Nostalgia for the 1950s, Left and Right

In his review of Charles Murray's Coming Apart, Yuval Levin ponders one thing the left and right in American have in common:
nostalgia for the roughly two decades that followed World War II. There is much to mourn in the passing of that era, to be sure: The searing experiences of the Depression and the war had united Americans as perhaps nothing had done since the American Revolution, and the war and its aftermath (with all of our global competitors having burned each other’s economies to the ground while ours alone stood strong) made possible a series of economic booms that launched into being a broad middle class unlike anything the world had ever seen. Social trust, and faith in government, reached unprecedented heights, while a liberal but generally capacious and tolerant political consensus kept the temperature of our politics unusually low (except when it came to the question of race).

The result was the America of the 1950s and early ’60s: Marriage and childbearing rates were high, religious practice was strong, employment was generally plentiful and rewarding, and crime was low. It was a time of cultural cohesion, economic dynamism, and government activism all at once, and thus a time that both liberals and conservatives can look back to with approval. This is the golden age in the background of Obama’s domestic policy speeches; it is the America lovingly recounted in the opening of Krugman’s The Conscience of a Liberal (2007)—and in strikingly similar terms, in the opening words of Coming Apart.

All these descriptions of that era are a bit selective, of course, but they are not false. This was an America unlike any that had existed before the immediate postwar years, and unlike any we can expect to see again anytime soon. The left wants to re-create that America by re-creating the activist state and the powerful labor unions that characterized it, but this stands to make economic dynamism very difficult. The right wants to re-create it by re-creating the economic dynamism it achieved, but this stands to make social cohesion very difficult. Murray implicitly hopes to re-create it by recapturing its social cohesion, but acknowledges that this is no easy feat.

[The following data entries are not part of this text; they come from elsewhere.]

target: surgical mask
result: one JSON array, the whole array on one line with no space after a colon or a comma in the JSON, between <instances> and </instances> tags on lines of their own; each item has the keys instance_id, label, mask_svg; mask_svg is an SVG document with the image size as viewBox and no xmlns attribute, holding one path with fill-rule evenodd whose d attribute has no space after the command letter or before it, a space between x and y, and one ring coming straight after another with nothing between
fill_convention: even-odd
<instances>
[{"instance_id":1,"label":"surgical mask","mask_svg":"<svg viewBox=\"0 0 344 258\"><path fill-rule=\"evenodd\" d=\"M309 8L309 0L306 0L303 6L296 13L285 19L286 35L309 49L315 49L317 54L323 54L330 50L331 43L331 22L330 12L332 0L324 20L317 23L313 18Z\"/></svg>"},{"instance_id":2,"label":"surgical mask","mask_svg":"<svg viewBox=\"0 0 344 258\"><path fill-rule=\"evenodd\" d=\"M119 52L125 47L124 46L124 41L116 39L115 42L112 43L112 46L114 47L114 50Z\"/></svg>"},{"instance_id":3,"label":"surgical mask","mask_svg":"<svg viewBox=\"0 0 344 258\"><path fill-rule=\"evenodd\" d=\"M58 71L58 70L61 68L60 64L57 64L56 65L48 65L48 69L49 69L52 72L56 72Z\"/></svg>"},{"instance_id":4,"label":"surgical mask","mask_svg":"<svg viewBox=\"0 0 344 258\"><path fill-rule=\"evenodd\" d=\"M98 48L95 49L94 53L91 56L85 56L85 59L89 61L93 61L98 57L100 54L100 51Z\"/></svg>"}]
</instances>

The fact is that the America of the immediate postwar years was made possible by an utterly unrepeatable set of circumstances, and setting out to re-create it is not a constructive objective for public policy. What we need to do, instead, is seek for ways to achieve broadly shared prosperity and cultural vitality today—to balance cohesion and dynamism in our own time, which is a time of great tension and change.
But how? As we have seen over the past 32 years, a policy of low taxes and reduced regulation only helps the top 10 percent, and it may even be one of the reasons things are so tough for the bottom half. Expanding the government's role seems politically unfeasible. And as for some sort of cultural shift, that would restore the work ethic, churchgoing, and desire for marriage among America's poor, let's just say that such things cannot be summoned into being.